20:34:06.670 [12592.17416] <4> keep_alive_and_snap_control: Starting keep alive thread.

 

  • Also check VMs for pending consolidation tasks.  Sometimes the vSphere 'manage snapshots' view doesn't list snapshots, but they do still exist - if you look in the VMFS/NFS datastore folders... and the only way really to see these is either browse the datastore, or change your vSpehere management GUI 'view' to also include the column which shows pending consolidation.

    If you do see pending consolidation, but no 'snapshots' in the GUI, but you do see additional snapshot related VMDK files in the datastore folders... then... do NOT be tempted to delete the snapshot files unless you are absolutely 100% certain that such 'delete' action is approrpriate... BECAUSE...

    ...vSphere/ESXi 'snapshot files' are actually 'pending write logs' - and not at all like discardable VSS delta change logs - i.e. you need to remember that vSphere snaphots contain 'writes' which have not yet been 'consolidated/merged' into the main VMDK files.

    .

    And so, sometimes the pending consolidation stops NetBackup from being able to take its (additional?)  snapshot.

  • Hi,
        This looks like VM snapshot error. Are snapshots getting created properly?
    Kindly check if there are multiple snapshots for this particular VM. If there are many created, kindly consolidate those.

  • I agree - before trying to troubleshoot NBU, you need to check logs in vCentre. Can snapshot be taken in VMware?
  • Also check VMs for pending consolidation tasks.  Sometimes the vSphere 'manage snapshots' view doesn't list snapshots, but they do still exist - if you look in the VMFS/NFS datastore folders... and the only way really to see these is either browse the datastore, or change your vSpehere management GUI 'view' to also include the column which shows pending consolidation.

    If you do see pending consolidation, but no 'snapshots' in the GUI, but you do see additional snapshot related VMDK files in the datastore folders... then... do NOT be tempted to delete the snapshot files unless you are absolutely 100% certain that such 'delete' action is approrpriate... BECAUSE...

    ...vSphere/ESXi 'snapshot files' are actually 'pending write logs' - and not at all like discardable VSS delta change logs - i.e. you need to remember that vSphere snaphots contain 'writes' which have not yet been 'consolidated/merged' into the main VMDK files.

    .

    And so, sometimes the pending consolidation stops NetBackup from being able to take its (additional?)  snapshot.

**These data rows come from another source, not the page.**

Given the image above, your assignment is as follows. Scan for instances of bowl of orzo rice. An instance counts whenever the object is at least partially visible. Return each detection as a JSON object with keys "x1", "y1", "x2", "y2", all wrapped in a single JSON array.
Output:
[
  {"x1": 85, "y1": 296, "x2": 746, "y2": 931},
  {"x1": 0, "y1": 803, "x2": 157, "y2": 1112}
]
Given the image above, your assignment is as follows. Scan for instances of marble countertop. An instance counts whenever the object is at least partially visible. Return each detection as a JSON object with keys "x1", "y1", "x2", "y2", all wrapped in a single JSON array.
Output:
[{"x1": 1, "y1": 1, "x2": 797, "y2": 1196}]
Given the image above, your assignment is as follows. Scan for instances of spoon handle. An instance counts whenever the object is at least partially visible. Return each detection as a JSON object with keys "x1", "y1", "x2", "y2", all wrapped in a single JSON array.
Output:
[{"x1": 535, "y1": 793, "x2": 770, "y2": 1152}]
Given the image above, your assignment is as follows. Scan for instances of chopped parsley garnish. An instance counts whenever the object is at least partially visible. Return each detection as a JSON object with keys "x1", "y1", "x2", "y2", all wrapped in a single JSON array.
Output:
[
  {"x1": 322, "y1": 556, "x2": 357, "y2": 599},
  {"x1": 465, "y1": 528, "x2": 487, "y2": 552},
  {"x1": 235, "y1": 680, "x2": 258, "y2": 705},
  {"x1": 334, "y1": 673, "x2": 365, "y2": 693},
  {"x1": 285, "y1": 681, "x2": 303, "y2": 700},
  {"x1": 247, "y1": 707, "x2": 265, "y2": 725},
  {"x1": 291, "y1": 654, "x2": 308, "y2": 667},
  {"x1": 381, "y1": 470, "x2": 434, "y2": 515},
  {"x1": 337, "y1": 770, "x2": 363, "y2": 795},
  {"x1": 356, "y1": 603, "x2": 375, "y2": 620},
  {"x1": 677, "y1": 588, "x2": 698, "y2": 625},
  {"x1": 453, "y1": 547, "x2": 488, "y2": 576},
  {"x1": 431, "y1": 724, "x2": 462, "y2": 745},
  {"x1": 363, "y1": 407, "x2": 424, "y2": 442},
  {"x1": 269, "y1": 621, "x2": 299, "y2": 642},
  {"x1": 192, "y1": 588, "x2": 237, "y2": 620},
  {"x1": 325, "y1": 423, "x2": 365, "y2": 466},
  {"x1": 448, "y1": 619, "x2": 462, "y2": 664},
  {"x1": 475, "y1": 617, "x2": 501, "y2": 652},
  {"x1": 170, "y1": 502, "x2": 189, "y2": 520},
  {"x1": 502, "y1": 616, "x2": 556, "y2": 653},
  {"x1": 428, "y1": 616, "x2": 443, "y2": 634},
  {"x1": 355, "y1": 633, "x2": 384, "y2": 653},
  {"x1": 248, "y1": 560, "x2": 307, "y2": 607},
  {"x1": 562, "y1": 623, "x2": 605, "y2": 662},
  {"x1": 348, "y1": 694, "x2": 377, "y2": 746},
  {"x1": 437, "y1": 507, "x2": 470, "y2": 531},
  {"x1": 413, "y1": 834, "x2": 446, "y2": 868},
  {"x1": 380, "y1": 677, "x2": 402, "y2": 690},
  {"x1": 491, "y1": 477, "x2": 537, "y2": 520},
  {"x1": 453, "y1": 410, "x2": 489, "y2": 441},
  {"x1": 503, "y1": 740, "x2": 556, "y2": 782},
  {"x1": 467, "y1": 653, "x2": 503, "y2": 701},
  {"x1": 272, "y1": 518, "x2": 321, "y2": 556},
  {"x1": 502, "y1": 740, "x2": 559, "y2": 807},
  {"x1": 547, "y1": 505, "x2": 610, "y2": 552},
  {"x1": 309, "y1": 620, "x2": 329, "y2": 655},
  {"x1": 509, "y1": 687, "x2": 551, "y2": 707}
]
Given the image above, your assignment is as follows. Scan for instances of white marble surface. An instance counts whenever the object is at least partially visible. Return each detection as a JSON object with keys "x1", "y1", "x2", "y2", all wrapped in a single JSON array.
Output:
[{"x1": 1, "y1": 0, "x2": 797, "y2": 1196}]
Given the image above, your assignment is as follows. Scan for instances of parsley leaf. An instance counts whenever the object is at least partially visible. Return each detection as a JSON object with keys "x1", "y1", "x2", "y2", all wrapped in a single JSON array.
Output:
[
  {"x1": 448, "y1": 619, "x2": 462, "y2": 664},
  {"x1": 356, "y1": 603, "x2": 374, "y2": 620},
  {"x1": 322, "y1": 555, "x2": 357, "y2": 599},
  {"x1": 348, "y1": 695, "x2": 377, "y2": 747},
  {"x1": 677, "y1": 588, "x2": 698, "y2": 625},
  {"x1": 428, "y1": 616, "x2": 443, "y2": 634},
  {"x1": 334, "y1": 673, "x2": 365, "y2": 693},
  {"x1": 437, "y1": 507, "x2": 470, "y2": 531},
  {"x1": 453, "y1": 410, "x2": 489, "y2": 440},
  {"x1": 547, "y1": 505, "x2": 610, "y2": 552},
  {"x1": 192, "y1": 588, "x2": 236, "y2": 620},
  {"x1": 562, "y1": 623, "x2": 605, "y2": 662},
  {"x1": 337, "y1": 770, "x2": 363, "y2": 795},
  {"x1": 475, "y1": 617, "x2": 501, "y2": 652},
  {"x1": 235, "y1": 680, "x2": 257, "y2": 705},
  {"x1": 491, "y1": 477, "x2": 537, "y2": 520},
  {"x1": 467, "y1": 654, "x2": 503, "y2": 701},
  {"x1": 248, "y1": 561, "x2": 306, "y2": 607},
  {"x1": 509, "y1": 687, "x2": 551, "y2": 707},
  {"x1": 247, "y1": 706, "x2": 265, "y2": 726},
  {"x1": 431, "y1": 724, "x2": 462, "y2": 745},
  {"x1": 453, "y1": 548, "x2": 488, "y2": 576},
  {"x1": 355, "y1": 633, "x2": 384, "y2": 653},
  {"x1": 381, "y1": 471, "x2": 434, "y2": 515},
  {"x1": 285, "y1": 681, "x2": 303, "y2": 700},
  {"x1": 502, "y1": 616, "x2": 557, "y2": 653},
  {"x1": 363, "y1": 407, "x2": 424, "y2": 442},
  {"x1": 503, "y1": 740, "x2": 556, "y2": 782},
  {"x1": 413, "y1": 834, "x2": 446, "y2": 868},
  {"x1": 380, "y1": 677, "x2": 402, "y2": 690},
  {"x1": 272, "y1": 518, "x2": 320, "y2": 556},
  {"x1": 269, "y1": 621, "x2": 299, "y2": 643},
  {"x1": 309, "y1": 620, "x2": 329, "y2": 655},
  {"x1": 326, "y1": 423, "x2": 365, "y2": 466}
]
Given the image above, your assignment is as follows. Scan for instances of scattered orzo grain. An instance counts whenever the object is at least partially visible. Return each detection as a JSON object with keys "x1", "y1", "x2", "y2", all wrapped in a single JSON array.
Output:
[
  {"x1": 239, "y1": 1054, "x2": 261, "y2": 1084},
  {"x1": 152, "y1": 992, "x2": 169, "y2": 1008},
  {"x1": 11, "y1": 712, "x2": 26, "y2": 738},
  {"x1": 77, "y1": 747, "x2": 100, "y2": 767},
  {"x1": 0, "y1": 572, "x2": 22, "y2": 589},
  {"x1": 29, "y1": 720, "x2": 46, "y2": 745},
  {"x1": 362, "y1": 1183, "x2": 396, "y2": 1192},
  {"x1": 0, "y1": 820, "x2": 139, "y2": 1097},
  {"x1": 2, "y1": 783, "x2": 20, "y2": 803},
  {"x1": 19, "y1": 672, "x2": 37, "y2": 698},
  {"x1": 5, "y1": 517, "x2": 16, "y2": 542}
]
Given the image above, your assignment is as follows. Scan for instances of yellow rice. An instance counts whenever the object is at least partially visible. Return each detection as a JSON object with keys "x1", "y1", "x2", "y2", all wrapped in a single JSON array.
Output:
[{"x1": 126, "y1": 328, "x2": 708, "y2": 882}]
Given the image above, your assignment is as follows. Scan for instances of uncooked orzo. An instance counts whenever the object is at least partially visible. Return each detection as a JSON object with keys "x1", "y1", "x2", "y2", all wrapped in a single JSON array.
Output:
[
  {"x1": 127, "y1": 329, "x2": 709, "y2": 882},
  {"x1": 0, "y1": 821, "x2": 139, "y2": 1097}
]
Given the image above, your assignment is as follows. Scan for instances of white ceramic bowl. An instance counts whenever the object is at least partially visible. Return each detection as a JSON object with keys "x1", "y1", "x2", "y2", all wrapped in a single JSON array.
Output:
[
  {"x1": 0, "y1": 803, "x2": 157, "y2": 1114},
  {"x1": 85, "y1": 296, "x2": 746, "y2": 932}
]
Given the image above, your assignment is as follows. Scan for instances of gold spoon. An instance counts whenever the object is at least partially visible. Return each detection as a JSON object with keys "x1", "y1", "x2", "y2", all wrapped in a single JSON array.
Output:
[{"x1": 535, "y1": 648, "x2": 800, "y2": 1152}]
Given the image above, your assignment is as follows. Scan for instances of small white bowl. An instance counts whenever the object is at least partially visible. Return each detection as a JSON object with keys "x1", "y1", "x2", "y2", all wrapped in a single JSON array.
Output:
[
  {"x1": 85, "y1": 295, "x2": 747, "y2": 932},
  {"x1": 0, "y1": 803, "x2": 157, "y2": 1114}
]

  • I'll just add another comment about what happens if one were to manually delete the 'snapshot' files...

    ...is that, if the snapshot files are manually deleted... then you have just lost/removed/deleted all of the pending writes which were not consolidated into the virtual machine... i.e. what would have been achieved is to revert the virtual machine to its 'snapshot' state.

    This is why reverting a virtual machine to a previous snapshot is so quick... because all VMware does is to delete the pending writes (which have not yet been merged/consolidated)... and so effectively, reverts a virtual machine back to the 'snapshot' position.

    Which also explains why consolidating a virtual machine which has been in a snapshot state for a long time, may take a long time to consolidate, because there may be lots of 'writes' to merge (consolidate) back in to the base virtual machine VMDK files.

    Which also explains why snapshots can appear to grow so quickly, especially if one deletes a large file (which is not actually removed from the base virtual machine) because the write which is the delete rests in the 'snapshot' VMDK file, and any other new updates or deletes or writes and/or new files created are all also resting/waiting/pending in the 'snapshot' VMDK files.

    All of which just goes to show how the term snapshot could be considered as being a bit mis-leading when trying to work out what is actually going on, under the hood.

    .

    And remember:   VSS is different.  VSS can almost be considered as being the opposite of the above.